ひらひらと軽く手を振って自分の位置にサックスを置くと、照明の眩しさに目を細めながらも、まだ明りが消されていない体育館内部を見渡した。ステージ近くは立ち見となっており、外周の観覧席はそのままだが、多くの知り合い――たとえば清音や五六などは、観覧席の方にいるようだ。あとは招待客も向こうなのだろう。
「――あれ? なんか、平均年齢下がってない?」
声の広がりから、あれマイク拾ってるじゃん、とか思いながらも気にしないでいると、なごみも隣に来て目を細めた。
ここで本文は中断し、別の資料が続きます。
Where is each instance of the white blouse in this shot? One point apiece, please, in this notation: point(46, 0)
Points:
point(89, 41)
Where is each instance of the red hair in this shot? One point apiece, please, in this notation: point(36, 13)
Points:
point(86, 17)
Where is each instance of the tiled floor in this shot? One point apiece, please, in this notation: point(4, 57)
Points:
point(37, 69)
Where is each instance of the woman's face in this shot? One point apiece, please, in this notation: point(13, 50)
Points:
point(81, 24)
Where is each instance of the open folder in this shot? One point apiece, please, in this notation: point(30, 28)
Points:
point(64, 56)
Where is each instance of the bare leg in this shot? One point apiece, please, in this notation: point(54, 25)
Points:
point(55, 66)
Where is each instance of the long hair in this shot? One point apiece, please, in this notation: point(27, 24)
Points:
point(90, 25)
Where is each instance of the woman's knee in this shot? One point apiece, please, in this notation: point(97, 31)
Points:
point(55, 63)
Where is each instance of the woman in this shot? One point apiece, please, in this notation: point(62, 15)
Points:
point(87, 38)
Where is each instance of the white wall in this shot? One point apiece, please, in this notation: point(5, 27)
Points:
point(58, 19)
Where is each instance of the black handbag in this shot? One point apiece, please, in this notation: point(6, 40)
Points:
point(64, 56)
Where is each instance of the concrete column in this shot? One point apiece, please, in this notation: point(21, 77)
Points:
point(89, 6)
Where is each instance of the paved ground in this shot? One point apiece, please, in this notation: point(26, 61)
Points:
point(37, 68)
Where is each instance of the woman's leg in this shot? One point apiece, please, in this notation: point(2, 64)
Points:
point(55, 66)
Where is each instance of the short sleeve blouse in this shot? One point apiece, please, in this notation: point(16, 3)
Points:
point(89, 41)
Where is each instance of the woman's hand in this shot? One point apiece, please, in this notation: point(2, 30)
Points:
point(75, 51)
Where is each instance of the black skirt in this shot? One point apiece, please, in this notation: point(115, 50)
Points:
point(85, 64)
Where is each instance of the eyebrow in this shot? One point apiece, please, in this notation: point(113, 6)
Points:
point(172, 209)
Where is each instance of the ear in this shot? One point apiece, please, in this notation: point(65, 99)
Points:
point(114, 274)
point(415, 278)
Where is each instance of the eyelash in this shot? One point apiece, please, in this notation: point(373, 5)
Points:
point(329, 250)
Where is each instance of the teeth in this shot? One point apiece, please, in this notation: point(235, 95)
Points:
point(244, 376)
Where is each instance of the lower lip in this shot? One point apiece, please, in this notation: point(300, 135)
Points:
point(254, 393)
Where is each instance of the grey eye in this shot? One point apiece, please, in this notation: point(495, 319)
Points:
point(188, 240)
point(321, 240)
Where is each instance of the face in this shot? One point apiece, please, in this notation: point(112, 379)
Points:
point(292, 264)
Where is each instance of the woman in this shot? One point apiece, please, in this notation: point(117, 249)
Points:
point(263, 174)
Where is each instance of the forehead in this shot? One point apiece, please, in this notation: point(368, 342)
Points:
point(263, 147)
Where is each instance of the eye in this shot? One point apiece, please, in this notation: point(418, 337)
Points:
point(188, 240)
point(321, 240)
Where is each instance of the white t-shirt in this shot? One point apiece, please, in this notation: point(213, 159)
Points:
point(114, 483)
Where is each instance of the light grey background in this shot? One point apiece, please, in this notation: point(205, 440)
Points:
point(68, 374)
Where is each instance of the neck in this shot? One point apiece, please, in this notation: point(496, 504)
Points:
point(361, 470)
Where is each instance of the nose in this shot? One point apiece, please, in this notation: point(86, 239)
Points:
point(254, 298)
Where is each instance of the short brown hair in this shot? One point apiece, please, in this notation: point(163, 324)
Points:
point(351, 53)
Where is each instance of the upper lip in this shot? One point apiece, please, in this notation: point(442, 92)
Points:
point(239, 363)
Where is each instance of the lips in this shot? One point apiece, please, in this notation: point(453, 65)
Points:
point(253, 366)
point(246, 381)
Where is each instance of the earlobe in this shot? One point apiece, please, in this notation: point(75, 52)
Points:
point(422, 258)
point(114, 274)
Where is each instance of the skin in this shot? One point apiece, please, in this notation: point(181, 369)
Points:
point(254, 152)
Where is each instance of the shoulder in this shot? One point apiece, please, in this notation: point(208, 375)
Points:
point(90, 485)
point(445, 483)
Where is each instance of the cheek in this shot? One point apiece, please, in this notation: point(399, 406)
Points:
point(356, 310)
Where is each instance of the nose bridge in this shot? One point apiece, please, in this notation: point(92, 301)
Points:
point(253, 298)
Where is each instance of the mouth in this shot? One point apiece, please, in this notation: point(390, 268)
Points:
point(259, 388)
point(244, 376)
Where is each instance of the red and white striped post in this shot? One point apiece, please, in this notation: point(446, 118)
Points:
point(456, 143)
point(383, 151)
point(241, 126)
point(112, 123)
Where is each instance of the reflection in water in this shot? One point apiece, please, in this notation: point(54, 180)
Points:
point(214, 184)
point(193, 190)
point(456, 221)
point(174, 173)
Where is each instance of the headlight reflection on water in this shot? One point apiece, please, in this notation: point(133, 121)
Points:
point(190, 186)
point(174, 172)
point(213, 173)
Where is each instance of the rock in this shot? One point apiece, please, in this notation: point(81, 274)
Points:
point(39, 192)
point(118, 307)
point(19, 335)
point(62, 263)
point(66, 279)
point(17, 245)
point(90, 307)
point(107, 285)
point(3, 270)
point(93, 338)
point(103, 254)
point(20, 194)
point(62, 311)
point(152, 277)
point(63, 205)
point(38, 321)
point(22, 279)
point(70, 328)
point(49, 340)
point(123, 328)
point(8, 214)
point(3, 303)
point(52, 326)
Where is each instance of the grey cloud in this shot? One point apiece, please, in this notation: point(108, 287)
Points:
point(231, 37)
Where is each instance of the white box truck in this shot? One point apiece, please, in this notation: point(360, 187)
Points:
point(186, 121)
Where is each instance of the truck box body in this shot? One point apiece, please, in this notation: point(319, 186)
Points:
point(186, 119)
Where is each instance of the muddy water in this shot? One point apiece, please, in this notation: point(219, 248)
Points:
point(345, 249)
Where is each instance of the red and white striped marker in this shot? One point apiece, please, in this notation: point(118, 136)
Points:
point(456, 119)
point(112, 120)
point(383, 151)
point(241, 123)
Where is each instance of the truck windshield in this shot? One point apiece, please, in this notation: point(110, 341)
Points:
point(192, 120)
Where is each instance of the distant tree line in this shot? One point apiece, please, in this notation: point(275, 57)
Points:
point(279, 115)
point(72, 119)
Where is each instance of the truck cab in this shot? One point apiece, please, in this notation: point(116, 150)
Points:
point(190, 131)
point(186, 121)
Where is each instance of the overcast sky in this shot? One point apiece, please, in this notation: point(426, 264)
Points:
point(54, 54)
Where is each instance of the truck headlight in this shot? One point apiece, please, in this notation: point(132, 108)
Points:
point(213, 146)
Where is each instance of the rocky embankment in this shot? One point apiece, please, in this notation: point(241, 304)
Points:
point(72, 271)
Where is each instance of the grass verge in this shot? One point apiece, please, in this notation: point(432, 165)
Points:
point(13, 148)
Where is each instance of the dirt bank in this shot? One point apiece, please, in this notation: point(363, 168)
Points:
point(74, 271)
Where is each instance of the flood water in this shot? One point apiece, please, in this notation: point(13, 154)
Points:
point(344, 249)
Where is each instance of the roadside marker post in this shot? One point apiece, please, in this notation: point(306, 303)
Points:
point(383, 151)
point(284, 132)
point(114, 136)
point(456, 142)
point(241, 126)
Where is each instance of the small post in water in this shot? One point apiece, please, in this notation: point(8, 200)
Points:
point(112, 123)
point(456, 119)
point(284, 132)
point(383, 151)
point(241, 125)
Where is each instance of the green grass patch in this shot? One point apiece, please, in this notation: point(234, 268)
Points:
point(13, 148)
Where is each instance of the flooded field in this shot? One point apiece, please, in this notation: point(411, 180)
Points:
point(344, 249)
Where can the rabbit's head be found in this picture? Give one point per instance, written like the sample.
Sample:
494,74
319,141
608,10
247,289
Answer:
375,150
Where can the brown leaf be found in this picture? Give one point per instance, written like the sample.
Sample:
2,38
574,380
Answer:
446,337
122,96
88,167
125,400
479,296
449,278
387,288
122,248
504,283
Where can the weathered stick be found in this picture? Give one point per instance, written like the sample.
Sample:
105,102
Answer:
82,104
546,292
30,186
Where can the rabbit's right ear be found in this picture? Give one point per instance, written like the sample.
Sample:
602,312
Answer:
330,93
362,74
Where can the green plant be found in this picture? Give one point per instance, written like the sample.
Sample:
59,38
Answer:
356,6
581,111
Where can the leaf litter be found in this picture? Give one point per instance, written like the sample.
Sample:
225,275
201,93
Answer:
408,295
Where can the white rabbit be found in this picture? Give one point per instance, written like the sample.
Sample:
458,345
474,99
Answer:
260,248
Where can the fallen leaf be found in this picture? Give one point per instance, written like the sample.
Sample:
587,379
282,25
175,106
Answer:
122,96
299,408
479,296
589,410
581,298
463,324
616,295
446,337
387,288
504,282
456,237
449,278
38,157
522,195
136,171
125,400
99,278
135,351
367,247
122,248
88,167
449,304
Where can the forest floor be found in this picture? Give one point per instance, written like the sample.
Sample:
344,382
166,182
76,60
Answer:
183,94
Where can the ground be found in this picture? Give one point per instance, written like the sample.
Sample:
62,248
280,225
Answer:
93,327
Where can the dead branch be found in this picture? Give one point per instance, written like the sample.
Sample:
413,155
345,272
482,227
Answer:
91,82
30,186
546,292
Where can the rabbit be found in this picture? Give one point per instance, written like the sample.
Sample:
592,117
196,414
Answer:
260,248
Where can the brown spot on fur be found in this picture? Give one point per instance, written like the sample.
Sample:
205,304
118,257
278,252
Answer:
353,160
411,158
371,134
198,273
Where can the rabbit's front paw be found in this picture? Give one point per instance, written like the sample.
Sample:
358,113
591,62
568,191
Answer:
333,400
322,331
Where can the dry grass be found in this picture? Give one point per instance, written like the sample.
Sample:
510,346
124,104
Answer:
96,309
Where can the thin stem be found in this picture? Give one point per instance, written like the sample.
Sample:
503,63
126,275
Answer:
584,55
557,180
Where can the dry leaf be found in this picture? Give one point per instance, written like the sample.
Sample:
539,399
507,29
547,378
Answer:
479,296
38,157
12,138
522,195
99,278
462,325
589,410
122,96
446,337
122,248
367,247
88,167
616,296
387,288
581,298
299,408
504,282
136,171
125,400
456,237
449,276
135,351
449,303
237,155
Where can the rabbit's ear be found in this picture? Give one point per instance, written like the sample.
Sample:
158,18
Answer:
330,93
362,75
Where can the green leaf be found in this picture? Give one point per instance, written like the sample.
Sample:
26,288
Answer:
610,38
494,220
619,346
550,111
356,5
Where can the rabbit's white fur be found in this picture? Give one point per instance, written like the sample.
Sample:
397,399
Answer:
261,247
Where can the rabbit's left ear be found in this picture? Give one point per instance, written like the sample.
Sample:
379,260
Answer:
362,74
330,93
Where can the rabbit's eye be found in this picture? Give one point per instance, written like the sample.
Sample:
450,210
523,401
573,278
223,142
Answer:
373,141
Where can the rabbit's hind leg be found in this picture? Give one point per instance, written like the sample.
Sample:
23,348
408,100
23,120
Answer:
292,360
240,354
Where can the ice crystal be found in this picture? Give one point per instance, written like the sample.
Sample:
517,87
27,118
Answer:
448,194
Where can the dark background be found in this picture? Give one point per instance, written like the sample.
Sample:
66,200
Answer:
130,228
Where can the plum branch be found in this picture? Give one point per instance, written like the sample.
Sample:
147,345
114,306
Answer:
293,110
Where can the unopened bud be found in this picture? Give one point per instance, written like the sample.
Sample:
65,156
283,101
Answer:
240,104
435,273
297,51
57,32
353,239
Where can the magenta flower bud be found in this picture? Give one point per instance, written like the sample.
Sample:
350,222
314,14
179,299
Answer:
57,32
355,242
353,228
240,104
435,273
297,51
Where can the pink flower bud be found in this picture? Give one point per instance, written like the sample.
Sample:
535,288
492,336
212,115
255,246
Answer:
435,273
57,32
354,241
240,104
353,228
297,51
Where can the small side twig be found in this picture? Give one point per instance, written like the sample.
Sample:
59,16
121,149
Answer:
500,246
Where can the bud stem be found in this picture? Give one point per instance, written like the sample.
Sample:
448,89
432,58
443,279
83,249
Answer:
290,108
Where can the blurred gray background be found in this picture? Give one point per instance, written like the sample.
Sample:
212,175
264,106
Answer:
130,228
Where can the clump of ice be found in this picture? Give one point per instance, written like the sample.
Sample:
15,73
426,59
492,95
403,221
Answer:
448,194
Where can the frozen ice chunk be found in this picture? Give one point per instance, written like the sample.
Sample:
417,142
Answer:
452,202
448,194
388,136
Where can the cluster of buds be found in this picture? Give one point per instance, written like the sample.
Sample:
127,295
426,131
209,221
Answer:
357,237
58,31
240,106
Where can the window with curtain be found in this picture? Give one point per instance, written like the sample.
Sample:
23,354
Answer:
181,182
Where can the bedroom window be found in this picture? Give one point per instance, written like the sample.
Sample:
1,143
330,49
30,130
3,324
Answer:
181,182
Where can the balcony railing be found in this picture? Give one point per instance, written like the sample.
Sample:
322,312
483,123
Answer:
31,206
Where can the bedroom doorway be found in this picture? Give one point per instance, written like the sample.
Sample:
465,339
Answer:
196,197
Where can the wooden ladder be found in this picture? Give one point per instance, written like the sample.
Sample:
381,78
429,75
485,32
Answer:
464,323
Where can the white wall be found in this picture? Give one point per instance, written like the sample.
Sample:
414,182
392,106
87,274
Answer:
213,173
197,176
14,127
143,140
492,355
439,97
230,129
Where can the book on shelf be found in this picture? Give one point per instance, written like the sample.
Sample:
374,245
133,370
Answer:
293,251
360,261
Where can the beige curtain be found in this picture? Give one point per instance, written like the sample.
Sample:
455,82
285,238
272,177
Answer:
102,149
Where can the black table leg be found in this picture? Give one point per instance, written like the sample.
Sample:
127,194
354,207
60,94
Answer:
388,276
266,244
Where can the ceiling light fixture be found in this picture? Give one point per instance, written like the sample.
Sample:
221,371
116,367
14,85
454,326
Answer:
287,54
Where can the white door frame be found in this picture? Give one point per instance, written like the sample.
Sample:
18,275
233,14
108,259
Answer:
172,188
「ほんまや……というかつーやん、うちは身内が楽しむためやと思うとったがー、学生がおるじゃんけ」
「んだね」
「――あら、一応学園内に参加者募集の通知が行われていたのですが、ご存じなかったですか?」
振り向けば、紗枝が歩きにくそうに近づいてきていた。軽くピアノの表面を手で撫でて合流する。
「そなの?」
「はい。去年のライブが映像と音楽と両方、販売されたことで、それなりに評判があったようです。そこで今回、この場を作るに当たって、参加者を募ることで学園側から場を提供する理由を作ったようです」
「ははあ……ってことは、今回もいるんだよね! こら映像係と録音係!」
言うと、何故か笑いが起きる。
「つーやん、あれあれ」
「なによう、なーご……ん?」
右側を見れば、そこにある大型液晶にはつみれの横顔がばっちり映っており、その下には、バッチリです。ご安心を! なんてテロップが流れていた。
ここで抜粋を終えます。